Aldo Grasso, Corriere della Sera 08/07/2012, 8 luglio 2012
LA LITURGIA (TRISTE) DEL PREMIO STREGA
«Piperno più che per la gioia di aver vinto, si è scolato un quarto di bottiglia perché l’aspettava l’intervista a Marzullo». Così un nostro forumista, così noi. Avessimo avuto di fianco una bottiglia di cordiale, ce la saremmo scolata per la disperazione provocata dal Premio Strega (Rai1, giovedì, ore 23.40). Nonostante la Rai pensi che la cultura in tv si manifesti solo con la presentazione dei libri (dei loro autori), i premi letterari le sono estranei. Alla fine, risultano sempre cerimonie miserevoli, disorganizzate, prive di un qualsiasi filo narrativo: un conduttore che mette tristezza (Luca Salerno), una conduttrice che legge brani di libri con l’aria di chi non sa bene cosa sta leggendo (Francesca Fialdini), il fantasma della banalità che incombe come un corvo sui finalisti (Gigi Marzullo).

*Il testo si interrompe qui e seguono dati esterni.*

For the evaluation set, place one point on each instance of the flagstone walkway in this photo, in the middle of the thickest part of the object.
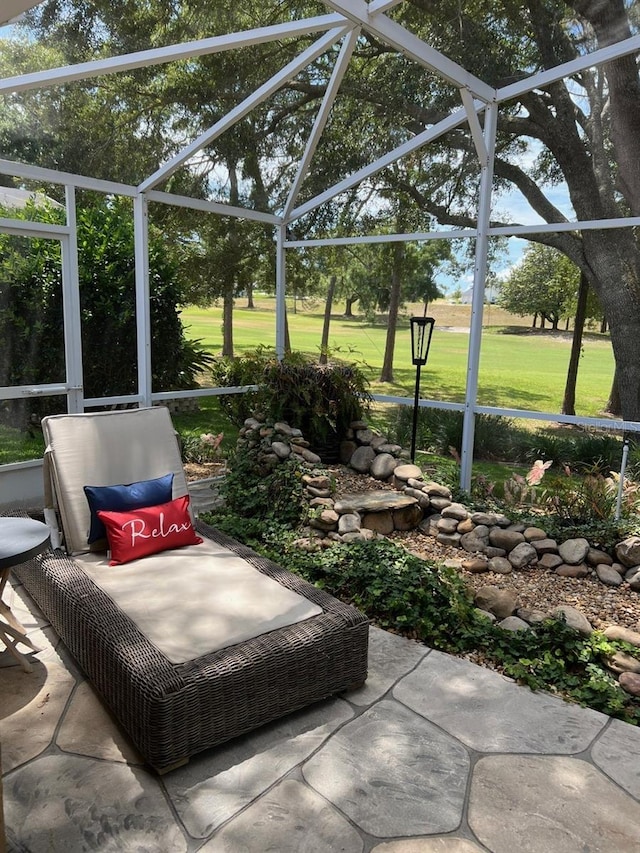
(432, 755)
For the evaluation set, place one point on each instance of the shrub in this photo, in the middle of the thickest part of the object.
(321, 400)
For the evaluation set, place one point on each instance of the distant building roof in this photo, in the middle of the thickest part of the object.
(17, 199)
(490, 295)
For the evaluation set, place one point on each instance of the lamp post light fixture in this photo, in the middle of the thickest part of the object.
(421, 331)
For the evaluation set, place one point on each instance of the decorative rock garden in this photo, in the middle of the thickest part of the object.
(487, 541)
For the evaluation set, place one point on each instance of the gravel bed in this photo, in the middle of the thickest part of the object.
(535, 588)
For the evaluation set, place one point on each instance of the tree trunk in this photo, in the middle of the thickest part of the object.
(348, 308)
(324, 344)
(287, 339)
(230, 273)
(394, 306)
(613, 406)
(569, 402)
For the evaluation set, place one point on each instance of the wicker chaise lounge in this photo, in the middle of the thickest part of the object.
(194, 645)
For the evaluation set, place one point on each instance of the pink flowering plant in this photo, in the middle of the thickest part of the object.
(204, 447)
(522, 490)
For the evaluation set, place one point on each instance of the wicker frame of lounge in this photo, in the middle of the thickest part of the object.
(173, 711)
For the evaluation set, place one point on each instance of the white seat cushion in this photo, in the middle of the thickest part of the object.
(199, 599)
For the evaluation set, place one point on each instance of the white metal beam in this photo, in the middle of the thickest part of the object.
(474, 125)
(339, 71)
(553, 227)
(281, 291)
(449, 123)
(213, 207)
(72, 323)
(409, 237)
(33, 229)
(568, 69)
(411, 46)
(257, 97)
(377, 6)
(171, 53)
(143, 301)
(38, 173)
(477, 304)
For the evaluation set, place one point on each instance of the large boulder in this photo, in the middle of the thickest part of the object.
(628, 551)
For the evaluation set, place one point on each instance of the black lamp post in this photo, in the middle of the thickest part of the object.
(421, 331)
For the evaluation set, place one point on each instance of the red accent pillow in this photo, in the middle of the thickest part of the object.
(148, 530)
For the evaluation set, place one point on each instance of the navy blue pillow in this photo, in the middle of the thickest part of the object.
(125, 497)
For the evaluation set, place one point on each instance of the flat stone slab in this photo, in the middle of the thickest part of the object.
(543, 803)
(218, 784)
(290, 818)
(66, 803)
(492, 714)
(31, 705)
(393, 773)
(428, 845)
(373, 501)
(390, 657)
(88, 729)
(617, 753)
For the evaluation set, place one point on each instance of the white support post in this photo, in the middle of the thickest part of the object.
(477, 304)
(281, 280)
(143, 310)
(71, 309)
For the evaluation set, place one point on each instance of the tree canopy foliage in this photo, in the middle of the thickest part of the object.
(581, 133)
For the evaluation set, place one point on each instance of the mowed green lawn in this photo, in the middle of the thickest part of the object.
(520, 371)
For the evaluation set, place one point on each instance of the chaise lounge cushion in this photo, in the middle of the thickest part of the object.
(192, 601)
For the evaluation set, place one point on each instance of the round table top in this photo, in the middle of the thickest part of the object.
(21, 539)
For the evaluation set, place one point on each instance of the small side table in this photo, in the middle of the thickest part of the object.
(20, 540)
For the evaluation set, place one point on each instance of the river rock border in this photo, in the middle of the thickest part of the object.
(489, 541)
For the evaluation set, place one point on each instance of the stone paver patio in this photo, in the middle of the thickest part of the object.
(432, 755)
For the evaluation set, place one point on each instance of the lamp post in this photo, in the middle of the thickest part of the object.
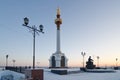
(98, 61)
(35, 30)
(14, 62)
(83, 54)
(116, 61)
(7, 60)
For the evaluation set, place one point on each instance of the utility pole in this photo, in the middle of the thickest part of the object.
(35, 31)
(83, 54)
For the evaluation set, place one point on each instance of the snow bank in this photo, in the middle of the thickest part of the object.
(16, 76)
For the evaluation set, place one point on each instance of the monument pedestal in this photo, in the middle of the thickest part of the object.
(58, 60)
(34, 74)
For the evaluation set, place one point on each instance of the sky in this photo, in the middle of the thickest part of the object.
(90, 26)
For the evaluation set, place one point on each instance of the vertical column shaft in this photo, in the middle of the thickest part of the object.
(58, 40)
(34, 49)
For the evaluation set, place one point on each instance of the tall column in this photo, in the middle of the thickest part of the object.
(58, 22)
(58, 41)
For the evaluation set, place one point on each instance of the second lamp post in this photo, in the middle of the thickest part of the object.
(35, 30)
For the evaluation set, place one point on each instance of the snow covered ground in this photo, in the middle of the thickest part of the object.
(83, 76)
(76, 76)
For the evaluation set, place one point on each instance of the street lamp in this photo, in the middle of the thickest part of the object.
(6, 60)
(35, 30)
(14, 62)
(83, 54)
(98, 61)
(116, 61)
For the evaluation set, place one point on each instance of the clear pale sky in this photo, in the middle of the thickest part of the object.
(91, 26)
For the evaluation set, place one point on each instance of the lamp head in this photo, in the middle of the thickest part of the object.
(26, 21)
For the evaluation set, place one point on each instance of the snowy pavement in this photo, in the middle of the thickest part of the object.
(76, 76)
(83, 76)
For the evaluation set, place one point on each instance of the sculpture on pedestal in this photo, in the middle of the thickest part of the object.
(89, 63)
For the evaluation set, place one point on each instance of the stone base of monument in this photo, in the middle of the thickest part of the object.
(59, 71)
(34, 74)
(100, 70)
(116, 68)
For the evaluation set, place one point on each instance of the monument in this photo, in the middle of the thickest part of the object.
(58, 59)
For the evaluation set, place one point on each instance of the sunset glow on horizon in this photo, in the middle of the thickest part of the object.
(90, 26)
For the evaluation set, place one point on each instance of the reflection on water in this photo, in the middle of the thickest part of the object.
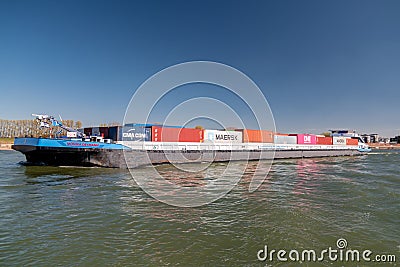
(92, 216)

Siamo ancora a Gigi Marzullo, e questo la dice lunga sulla vocazione al ridicolo di certi dirigenti di Viale Mazzini. Se un premio che si basa sulla noiosissima liturgia dello spoglio non cerca di dotarsi di un format è inevitabilmente destinato al naufragio. E dire che il Ninfeo di Villa Giulia di occasioni ne offrirebbe: il trionfo del generone romano, i clan degli editori che si guatano tra maldicenze e gossip, l’assalto al buffet. Quest’anno poi è successo l’incredibile: gli sconfitti hanno reagito malissimo, con insulti e malignità, qualcuno ha dato sfogo alla propria frustrazione vomitando fiele contro Piperno, il vincitore. Lontani i tempi in cui Peppo Pontiggia perdeva per un punto e si dimostrava gran signore! Ecco, se la tv fosse stata in grado di riprendere le reazioni scomposte dello Strega ci avrebbe regalato la rappresentazione di una grande, inscalfibile verità: quando gli intellettuali decidono di dare il peggio di sé lo fanno con una serietà, con un impegno, con un’arroganza che altre categorie (che so, contadini, carpentieri, braccianti) non possono permettersi. Mettono in mostra un repertorio di insulti che nessuno possiede.